IEEE/ACM Trans Comput Biol Bioinform. 2021 Nov-Dec;18(6):2072-2079. doi: 10.1109/TCBB.2021.3094650. Epub 2021 Dec 8.
Analyzing single-cell sequencing data from large cohorts is challenging. Discrepancies across experiments and differences among participants often lead to omissions and false discoveries in differentially expressed genes. We find that the Van Elteren test, a stratified version of the widely used Wilcoxon rank-sum test, elegantly mitigates the problem. We also modified the common language effect size to supplement this test, further improving its utility. On both simulated and real patient data we show the ability of Van Elteren test to control for false positives and false negatives. A comprehensive assessment using receiver operating characteristic (ROC) curve shows that Van Elteren test achieves higher sensitivity and specificity on simulated datasets, compared with nine state-of-the-art differential expression analysis methods. The effect size also estimates the differences between cell types more accurately.

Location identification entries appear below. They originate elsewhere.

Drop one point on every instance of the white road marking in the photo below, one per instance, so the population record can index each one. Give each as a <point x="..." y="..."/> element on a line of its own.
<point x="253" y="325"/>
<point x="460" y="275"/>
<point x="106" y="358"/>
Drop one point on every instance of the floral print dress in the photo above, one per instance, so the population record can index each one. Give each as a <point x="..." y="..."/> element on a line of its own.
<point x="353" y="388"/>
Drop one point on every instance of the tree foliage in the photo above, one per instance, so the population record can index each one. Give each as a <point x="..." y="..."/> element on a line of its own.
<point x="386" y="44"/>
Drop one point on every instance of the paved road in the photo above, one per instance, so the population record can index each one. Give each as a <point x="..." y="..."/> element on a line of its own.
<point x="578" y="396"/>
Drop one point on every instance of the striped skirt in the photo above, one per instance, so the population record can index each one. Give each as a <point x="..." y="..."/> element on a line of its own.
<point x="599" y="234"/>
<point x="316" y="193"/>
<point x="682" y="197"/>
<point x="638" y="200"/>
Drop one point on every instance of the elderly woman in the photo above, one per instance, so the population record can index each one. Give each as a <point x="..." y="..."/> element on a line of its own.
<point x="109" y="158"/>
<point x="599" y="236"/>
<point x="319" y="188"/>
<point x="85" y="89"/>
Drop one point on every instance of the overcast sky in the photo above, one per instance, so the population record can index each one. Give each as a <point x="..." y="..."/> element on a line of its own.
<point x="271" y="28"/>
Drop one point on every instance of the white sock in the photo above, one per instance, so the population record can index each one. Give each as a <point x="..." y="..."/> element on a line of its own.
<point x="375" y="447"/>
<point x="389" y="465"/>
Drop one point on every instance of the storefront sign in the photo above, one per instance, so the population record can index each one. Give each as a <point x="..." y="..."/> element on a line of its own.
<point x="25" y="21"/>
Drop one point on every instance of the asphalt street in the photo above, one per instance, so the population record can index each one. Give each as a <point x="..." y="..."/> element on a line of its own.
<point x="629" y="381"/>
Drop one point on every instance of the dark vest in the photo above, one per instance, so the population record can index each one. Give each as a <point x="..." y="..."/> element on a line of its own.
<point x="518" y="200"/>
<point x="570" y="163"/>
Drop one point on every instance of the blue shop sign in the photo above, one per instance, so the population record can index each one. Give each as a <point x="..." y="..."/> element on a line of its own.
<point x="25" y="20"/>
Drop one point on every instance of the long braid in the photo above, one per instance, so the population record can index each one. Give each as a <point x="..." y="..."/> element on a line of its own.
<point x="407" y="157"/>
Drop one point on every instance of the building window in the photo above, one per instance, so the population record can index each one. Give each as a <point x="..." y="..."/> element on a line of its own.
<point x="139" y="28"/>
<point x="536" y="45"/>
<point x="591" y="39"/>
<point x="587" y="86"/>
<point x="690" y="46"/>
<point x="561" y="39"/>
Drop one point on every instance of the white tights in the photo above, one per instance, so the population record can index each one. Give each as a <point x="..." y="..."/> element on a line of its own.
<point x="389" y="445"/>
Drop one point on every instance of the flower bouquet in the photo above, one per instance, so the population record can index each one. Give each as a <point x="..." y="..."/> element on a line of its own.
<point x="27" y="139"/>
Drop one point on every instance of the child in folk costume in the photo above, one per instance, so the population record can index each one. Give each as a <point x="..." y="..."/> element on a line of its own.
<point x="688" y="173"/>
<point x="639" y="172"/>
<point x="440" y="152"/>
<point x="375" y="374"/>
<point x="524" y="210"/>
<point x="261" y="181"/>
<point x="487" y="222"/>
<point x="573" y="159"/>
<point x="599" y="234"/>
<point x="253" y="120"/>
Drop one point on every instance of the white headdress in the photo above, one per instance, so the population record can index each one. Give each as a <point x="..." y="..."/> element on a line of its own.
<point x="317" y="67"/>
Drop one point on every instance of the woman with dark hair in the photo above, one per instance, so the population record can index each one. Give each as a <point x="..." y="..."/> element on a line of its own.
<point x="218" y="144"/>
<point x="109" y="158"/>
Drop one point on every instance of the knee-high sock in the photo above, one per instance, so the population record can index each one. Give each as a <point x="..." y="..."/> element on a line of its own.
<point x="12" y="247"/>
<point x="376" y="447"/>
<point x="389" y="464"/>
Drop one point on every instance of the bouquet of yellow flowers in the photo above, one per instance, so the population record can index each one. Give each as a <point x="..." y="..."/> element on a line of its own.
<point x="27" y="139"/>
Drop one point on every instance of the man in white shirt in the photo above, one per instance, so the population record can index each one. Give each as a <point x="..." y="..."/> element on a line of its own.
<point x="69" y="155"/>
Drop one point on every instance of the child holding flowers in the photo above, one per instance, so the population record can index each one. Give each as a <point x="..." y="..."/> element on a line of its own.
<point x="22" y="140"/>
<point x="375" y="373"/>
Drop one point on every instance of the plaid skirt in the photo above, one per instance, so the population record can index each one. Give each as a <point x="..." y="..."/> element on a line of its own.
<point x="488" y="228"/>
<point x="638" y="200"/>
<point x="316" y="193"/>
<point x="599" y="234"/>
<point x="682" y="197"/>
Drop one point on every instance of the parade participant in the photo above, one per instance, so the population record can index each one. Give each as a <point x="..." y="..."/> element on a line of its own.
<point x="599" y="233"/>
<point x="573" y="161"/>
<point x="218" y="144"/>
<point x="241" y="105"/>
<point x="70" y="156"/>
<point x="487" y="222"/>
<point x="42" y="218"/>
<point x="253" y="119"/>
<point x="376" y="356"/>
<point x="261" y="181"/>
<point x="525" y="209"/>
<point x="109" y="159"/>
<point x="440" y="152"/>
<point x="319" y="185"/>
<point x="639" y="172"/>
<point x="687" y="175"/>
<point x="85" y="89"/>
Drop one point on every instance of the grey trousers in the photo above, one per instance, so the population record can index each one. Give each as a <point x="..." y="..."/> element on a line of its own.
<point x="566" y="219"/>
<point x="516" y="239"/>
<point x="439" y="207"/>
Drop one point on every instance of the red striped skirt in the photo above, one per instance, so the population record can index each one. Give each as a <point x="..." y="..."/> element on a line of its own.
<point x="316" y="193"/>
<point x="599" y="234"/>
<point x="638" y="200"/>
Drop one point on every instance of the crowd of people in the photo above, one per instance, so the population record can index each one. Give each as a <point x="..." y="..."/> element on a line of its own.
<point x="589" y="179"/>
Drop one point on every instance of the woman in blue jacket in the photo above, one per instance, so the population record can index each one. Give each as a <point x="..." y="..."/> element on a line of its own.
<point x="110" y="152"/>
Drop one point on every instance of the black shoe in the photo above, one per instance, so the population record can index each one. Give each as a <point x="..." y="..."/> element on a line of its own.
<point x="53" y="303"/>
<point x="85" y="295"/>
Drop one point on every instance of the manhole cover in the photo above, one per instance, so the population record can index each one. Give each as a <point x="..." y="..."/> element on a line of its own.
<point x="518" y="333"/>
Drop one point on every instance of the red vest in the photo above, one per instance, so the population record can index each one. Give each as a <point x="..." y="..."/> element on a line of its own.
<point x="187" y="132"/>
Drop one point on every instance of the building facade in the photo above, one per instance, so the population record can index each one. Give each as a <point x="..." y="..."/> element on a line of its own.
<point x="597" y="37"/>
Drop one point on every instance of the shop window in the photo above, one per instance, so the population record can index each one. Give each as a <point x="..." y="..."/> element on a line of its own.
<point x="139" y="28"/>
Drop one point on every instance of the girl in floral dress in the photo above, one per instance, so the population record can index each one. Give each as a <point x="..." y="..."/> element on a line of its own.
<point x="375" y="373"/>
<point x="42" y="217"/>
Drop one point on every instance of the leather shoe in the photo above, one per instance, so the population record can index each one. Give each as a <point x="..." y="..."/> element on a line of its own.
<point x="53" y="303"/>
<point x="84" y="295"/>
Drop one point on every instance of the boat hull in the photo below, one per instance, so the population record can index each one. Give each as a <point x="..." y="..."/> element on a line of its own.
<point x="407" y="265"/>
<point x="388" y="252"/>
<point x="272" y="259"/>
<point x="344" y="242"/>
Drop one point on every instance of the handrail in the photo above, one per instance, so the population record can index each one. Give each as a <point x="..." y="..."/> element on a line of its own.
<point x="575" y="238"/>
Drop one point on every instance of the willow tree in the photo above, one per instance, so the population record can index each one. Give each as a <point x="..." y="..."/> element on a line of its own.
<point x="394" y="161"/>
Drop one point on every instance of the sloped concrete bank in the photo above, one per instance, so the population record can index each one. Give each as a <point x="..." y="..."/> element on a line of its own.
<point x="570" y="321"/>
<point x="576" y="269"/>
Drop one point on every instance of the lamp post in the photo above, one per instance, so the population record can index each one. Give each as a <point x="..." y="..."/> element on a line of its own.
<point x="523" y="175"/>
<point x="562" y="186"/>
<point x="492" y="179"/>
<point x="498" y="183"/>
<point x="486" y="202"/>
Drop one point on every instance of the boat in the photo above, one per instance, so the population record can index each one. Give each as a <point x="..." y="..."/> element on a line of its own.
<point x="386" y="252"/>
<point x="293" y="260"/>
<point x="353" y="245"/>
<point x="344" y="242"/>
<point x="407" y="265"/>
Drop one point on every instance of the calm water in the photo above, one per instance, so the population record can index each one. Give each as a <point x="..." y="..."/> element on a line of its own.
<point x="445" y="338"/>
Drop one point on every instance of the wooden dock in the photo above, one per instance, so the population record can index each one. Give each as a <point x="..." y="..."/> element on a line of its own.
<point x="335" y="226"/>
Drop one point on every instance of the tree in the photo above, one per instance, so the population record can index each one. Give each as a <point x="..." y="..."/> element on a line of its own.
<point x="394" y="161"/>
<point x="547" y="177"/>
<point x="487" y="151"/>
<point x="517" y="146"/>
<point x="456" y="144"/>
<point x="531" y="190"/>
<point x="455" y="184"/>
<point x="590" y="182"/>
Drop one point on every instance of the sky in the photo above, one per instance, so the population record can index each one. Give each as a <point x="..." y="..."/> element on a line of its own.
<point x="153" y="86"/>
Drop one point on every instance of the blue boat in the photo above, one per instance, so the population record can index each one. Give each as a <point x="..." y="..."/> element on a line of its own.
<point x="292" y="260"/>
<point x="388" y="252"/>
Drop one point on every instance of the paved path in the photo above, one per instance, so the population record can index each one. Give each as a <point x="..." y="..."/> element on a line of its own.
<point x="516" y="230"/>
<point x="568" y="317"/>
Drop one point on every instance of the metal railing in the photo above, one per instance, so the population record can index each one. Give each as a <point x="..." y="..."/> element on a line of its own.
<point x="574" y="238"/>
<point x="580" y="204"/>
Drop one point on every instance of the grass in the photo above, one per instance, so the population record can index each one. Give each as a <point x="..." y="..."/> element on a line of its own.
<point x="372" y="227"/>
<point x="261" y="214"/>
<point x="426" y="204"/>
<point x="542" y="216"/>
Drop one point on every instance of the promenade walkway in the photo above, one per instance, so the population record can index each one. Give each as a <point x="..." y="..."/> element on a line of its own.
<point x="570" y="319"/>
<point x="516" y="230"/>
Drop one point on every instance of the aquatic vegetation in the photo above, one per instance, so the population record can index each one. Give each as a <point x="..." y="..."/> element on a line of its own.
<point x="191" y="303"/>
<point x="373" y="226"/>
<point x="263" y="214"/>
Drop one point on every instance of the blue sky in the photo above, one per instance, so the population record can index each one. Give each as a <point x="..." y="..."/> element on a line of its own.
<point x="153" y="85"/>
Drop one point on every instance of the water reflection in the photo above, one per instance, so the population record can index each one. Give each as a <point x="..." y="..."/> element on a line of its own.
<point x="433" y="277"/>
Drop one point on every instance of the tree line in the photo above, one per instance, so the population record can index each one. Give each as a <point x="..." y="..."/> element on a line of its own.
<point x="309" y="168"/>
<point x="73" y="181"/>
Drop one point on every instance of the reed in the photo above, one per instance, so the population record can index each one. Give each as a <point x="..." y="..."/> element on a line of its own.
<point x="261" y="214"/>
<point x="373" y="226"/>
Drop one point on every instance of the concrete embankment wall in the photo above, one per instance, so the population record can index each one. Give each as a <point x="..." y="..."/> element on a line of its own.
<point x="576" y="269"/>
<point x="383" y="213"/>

分析大型队列的单细胞测序数据具有挑战性。实验之间的差异和参与者之间的差异常常导致差异表达基因中的遗漏和错误发现。我们发现,Van Elteren 检验是广泛使用的 Wilcoxon 秩和检验的分层版本,它巧妙地解决了这个问题。我们还修改了常见的语言效应量来补充这个检验,进一步提高了它的实用性。在模拟和真实的患者数据上,我们展示了 Van Elteren 检验控制假阳性和假阴性的能力。使用接收器操作特征(ROC)曲线的综合评估表明,与九种最先进的差异表达分析方法相比,Van Elteren 检验在模拟数据集上具有更高的灵敏度和特异性。效应量也能更准确地估计细胞类型之间的差异。